+ Naassé véNichma (selon le Zera Chimchon)
Et ils dirent : "Tout ce que Hachem a dit, nous le ferons et nous l'accomplirons" (Michpatim 24,7)
-> La guémara (Shabbat 88a) rapporte que lorsque le peuple juif dit "nous ferons et nous accepterons" (naassé vénichma), une voix céleste proclama : "Qui a révélé ce secret à Mes enfants? Cette manière de servir Hashem est un secret que (seuls) les anges utilisent".
=> Le Zéra Shimshon demande : qu'y a-t-il de si extraordinaire dans l'attitude des anges pour que Hachem la qualifie de grand secret?
-> Le Zéra Shimshon explique que même si un non-juif peut étudier la Torah et la guémara (Sanhédrin 59a & Baba Kama 38a) et qu'il est alors assimilé à un Cohen Gadol, il reste néanmoins une différence.
Lorsqu'un non-juif étudie la Torah, il n'est pas tenu de le faire, mais il accomplit néanmoins ce qu'il sait être le désir d'Hachem. Dans ce contexte, il n'est pas confronté à la résistance du yétser ara qui, naturellement, tente d'arrêter ceux qui sont tenus d'accomplir les commandements.

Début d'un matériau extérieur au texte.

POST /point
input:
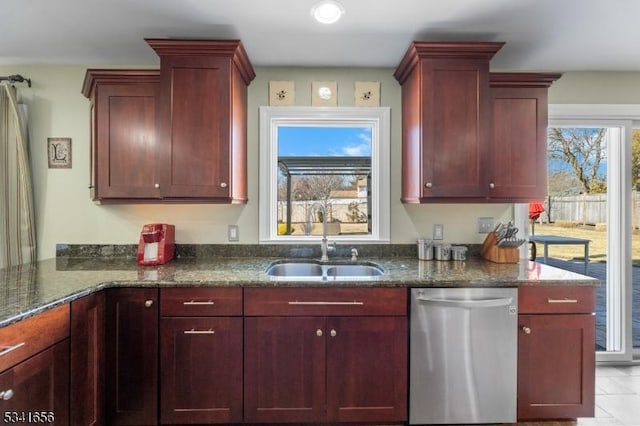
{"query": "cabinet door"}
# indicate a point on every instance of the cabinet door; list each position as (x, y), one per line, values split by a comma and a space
(195, 126)
(87, 360)
(201, 370)
(39, 385)
(125, 144)
(367, 369)
(132, 356)
(518, 168)
(284, 367)
(455, 124)
(556, 366)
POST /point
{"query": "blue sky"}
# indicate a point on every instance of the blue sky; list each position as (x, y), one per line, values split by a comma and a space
(324, 141)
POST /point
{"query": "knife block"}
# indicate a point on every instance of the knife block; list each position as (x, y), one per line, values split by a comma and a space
(490, 251)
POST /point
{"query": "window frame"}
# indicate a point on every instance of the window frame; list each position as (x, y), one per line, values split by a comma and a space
(377, 118)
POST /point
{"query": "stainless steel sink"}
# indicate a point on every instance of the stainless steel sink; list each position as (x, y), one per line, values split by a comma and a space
(323, 271)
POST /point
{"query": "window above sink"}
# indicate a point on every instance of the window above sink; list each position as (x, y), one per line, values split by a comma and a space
(336, 156)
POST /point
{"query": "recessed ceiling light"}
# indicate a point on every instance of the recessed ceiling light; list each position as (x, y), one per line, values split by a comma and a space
(327, 11)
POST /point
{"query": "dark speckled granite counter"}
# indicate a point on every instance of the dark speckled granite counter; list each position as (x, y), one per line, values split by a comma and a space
(30, 289)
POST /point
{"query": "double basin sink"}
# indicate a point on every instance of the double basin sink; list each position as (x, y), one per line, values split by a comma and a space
(316, 270)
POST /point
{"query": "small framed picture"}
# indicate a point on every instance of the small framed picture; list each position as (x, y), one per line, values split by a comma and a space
(324, 93)
(282, 93)
(59, 153)
(367, 93)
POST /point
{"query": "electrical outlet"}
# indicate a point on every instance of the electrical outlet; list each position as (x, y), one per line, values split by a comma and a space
(233, 233)
(485, 225)
(438, 232)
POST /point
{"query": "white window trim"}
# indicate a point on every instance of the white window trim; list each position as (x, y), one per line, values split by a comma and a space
(621, 117)
(376, 118)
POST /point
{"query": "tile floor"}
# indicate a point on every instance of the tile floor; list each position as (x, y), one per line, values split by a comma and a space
(617, 396)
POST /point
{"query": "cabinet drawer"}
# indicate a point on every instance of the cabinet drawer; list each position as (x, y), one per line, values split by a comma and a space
(325, 301)
(200, 302)
(556, 300)
(23, 339)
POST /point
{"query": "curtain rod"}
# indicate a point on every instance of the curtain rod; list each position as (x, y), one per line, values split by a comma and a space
(16, 78)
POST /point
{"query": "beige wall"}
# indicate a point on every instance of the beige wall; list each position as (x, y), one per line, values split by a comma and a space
(65, 214)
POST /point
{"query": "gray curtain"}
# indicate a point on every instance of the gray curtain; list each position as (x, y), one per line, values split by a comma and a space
(17, 228)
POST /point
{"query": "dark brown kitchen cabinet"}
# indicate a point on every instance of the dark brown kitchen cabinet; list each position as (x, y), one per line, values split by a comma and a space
(446, 120)
(202, 119)
(132, 356)
(87, 360)
(329, 355)
(201, 356)
(518, 160)
(556, 353)
(123, 136)
(37, 389)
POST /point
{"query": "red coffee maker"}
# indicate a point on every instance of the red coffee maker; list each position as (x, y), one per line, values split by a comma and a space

Un juif se trouve à un niveau supérieur : il est tenu d'accomplir les commandements et les accomplit, annulant ainsi l'influence automatique du yétser ara qui s'oppose à celui qui est tenu par Hachem d'accomplir quelque chose. C'est pourquoi un juif reçoit une récompense pour son étude de la Torah et un non-juif n'en reçoit pas.
Bien qu'un juif reçoive une récompense pour ses actions, le niveau le plus élevé qu'un juif puisse atteindre est de servir Hachem sans que la récompense ultime soit ce qui pousse une personne à faire la volonté de Hachem. Au contraire, on doit servir Hachem simplement parce que Hachem nous l'a ordonné, comme l'enseigne les Pirké Avot (1,3).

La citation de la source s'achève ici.